Relationship #1) Lela.

It is still bittersweet to think of her. The mistakes we both made were usually out of ignorance, but we still hurt each other. I understand her silence a little better now. She probably has nothing helpful to say to me, and we have very little in common at this point.

Problems on my side: immaturity, ignorance, selfishness, ulcerative colitis (later turning into surgery, then recovery, now a permanent colostomy).

Problems on her side: parents divorced while she was young (and both are not what I would call mentally stable), eating disorders, cutting, low self image/esteem, ignorance.

the second woman I slept with) Deb

After Lela and I broke up, I made friends online with one of my sister's friends, Deb. There was no "relationship" to speak of. It was only physical wants. We had a lot of fun online and on the phone, so I went out to visit her last March. Well, things didn't go as I had hoped. We only slept together once, and that was the first night. We didn't click. She hurt me with her inattention, but it was still a good thing for me to do. Short term pain, but long term growth.

Relationship #2) Sarah

As I said while she was here with me, "It sucks that we are so close to being perfect for each other." She is intelligent, articulate, attractive... But, some things are non-negotiable. She originally said that she did not want children. Now she does. She is with Covenant Players, and it looks like she will be for a long time.
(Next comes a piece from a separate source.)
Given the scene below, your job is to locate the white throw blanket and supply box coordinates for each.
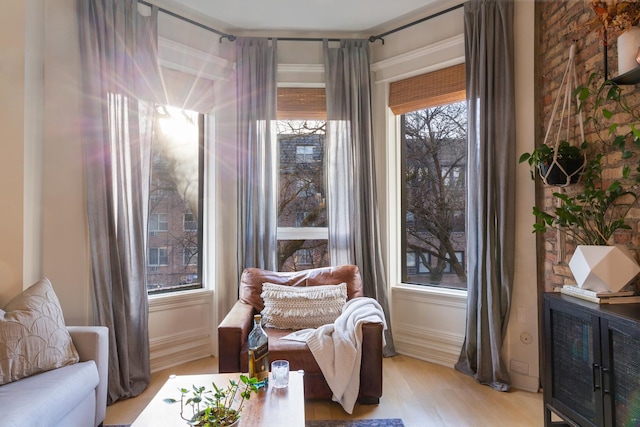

Since the breakup, Sarah has not been treating me like a friend. She has been misconstruing comments that I make, and then overreacting. She has been trying to get a rise out of me with "minefield" questions, but I refuse to take the bait. She is dumping on me about her problems, and generally acting immature. I think one problem is that I was deliberately not manipulating her, so she took the bit and ran with it.

So now what? I would like to be her friend, but only if she reciprocates.

The "crux" that I saw last Friday was the difference between want and need. I told her that to have a successful relationship with God, you have to need him. I told her I don't need anyone in my life. At least not right now. On Sunday night, Sarah asked me if I needed her. I said no. She said she would have to think about that. She needs CP. She needs God. Is that a strength or a weakness? It depends on who you ask. My parents would say strength. I would say weakness.